1. Bündchenware für den entsprechenden Kopf zuschneiden, an den schmalen Enden zusammen nähen und in der Hälfte falten.


Wer noch sein Label am Bündchen unterbringen möchte, kann das z. B. an dieser Stelle tun. Dazu einfach an der gewünschten Stelle das Label an dem Bündchen innerhalb der Nahtzugabe befestigen und erst anschließend zur Hälfte falten.

 

2. Mit Hilfe eines Mützenschnittes (zum Beispiel aus der Ottobre 4/2012) 2x den Mützenteil zuschneiden (Länge ist variabel (Beanie oder Longbeanie - wie halt bevorzugt); das Töchterchen mag lieber die kurze Form).


3. Die erste Mütze (Hauptmütze - die höchstwahrscheinlich am häufigsten nach außen präsentiert wird) zusammennähen. Erst die kurzen Nähte, dann die lange Naht von vorn nach hinten. Auch hier kann gut das Label in der langen Naht untergebracht werden.

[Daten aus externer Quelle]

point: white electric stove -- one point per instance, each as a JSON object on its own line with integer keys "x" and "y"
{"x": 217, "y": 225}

4. Die zweite Mütze fast (!) zusammennähen. Erst die kurzen Nähte und dann die lange Naht von vorne nach hinten, ALLERDINGS eine Wendeöffnung freilassen. Ich habe vorher beide Mützenseiten in diesem Bereich versäubert, damit das Umschlagen, Bügeln und Schließen der Wendeöffnung einfacher geht.

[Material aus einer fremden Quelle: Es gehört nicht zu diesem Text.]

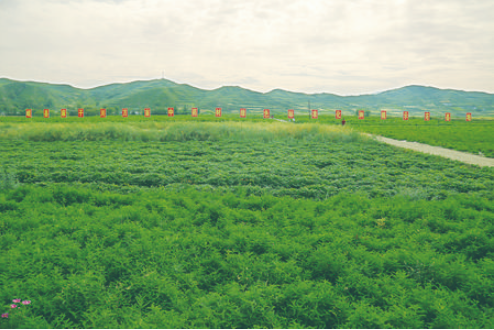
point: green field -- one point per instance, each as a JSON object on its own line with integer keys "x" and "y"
{"x": 182, "y": 224}
{"x": 473, "y": 137}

5. Dann die erste Mütze an das Bündchen nähen.



6. Danach die zweite Mütze an das andere Ende des Bündchens nähen.



7. Die Mütze über bzw. durch die Wendeöffnung wenden.



8. Die Wendeöffnung zusammennähen (ich hab es per Hand gemacht, sieht schöner und weniger auffällig aus).
 
 
9. Fertig!

 
Schnittmuster: ein bißchen von jedem...
Stoffe: Leni's Dream (der Traum meiner Töchter (mir gefällt er aber auch!)), gepunkteter Jersey vom Stoffmarkt und Bündchen von Mira.

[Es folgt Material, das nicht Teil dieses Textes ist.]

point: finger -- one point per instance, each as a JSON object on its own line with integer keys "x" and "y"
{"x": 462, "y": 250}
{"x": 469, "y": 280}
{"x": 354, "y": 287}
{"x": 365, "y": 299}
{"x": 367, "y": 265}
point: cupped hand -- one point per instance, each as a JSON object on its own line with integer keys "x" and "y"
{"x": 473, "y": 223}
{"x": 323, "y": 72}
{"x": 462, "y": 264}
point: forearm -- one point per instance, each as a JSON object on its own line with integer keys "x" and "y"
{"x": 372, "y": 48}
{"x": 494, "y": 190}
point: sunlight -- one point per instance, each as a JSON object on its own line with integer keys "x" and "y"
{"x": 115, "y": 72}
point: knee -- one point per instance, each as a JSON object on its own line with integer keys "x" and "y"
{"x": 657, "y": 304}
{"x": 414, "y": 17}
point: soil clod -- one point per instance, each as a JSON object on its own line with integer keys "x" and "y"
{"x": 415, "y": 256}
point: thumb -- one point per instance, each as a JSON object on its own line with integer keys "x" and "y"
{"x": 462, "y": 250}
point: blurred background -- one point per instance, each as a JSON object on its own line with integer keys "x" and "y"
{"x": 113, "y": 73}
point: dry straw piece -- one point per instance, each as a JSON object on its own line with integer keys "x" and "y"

Hier im Vergleich zum "Original" bzw. zur Inspiration!



Und hier Fotos von den glücklichen Kindern am nächsten Morgen!

 
 


Um ein Verrutschen beider Mützen zu verhindern, kann man einen zusätzlichen Schritt einbauen:

Beide Mützenteile an den Spitzen vor dem Wenden mit ein paar kleinen Stichen miteinander verbinden.




Diese Mützen sind ein Beitrag von uns für den Creadienstag, kiddikram und My kid wears!

Euch einen schönen Tag und viel Spaß bei der Resteverwertung!

JANuAry    &   * JuNE *

Kommentare:

  1. Supersüß! Steht direkt auf meiner to-do-liste! Frühlingsmützchen war eh schon vorgesehen, Wendehüte hab ich schon genäht, nur Mützen irgendwie noch nicht. Manchmal steht frau da auf der Leitung. Danke für diesen Anschubser, total knuffiges Exemplar!
    Liebe Grüße
    Kerstin

    AntwortenLöschen
  2. Volltreffer! :o) neue Mützchen für die Mäuse stehen auch noch auf meinem Plan!
    deine sind wunderhübsch geworden und erinnern mich gerade daran :o)
    viele liebe Grüße
    Gesine

    AntwortenLöschen
  3. Vielen Dank! Wir freuen uns immer, wenn die Mützen dann stolz getragen werden. Meine Maus mag die rote Seite am liebsten.